La chronique de Julie Andrieu. - Ce mois-ci, Julie nous emmène à la redécouverte d'un bien précieux. Des champs aux cuisines modernes, la soupe traverse les âges sans jamais se démoder. En bonus, elle partage deux recettes exclusives avec nous.
En avant pour une délicieuse soupe ! En tant que nourriture ancestrale, la soupe a longtemps constitué un plat essentiel dans les régions rurales. Contrairement au potage, elle reste une préparation plus rustique, idéale à déguster. Composée principalement de légumes, elle est souvent accompagnée de pain rassis — quel malheur d'en jeter ! — et, lors des jours festifs, d’un peu de viande ou de lard. Il est fascinant de voir comment cette soupe paysanne, fruit d'une nécessité, trouve sa place aujourd'hui dans notre alimentation équilibrée : 55 % de glucides, 15 % de protéines, 30 % de lipides et une part importante d'eau.
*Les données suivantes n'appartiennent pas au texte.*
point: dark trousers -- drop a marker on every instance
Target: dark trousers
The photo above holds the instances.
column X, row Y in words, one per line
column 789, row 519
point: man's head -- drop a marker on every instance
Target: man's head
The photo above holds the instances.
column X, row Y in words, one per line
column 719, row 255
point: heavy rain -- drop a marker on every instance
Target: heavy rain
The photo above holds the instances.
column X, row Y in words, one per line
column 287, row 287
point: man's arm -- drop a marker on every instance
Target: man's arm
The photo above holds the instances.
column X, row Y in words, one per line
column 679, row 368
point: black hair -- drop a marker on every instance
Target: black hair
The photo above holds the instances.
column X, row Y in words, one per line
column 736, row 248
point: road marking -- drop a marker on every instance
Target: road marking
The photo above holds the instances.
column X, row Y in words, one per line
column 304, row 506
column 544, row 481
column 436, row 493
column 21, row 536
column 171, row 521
La soupe, un bienfait au-delà de la simple nutrition
Mélange de légumes, légumineuses et épices mijotant ensemble, la soupe se révèle être un véritable remède pour les désemparés du frigo d'aujourd'hui. Actuellement, elle est plus populaire que jamais, notamment avec l’émergence de chaînes de restauration rapide dédiées à cette spécialité à New York, où de nombreux professionnels font la queue pour savourer un bon bol, peu importe la saison.
En Asie, la soupe reste un pilier majeur de la culture gastronomique et sociale. Lors d'une visite sur un marché flottant au Vietnam, j'ai été impressionnée de voir mon guide passer commande pour un phô, cette fameuse soupe-repas, à 11 heures du matin. Il m’a expliqué que « la soupe n'est pas seulement un repas, c'est aussi un moment de partage et de bien-être ».
La ribollita de Toscane, symbole de la cuisine paysanne
Parmi les nombreuses soupes, la ribollita de Toscane a une place privilégiée dans mon cœur. Représentant la cuisine paysanne de l'automne, cette soupe nutritive est toujours présente sur les tables italiennes, des plus simples aux plus raffinées. Un subtil mélange de haricots, de chou — y compris le fameux chou noir de Toscane (cavallo nero) — de pain et de légumes de saison, elle se consomme à la fourchette grâce à une cuisson longuement étalée (« ribollita » signifiant 'recuite'). En toute sincérité, il m'arrive de préférer cette gourmandise savoureuse à un repas dans un restaurant étoilé.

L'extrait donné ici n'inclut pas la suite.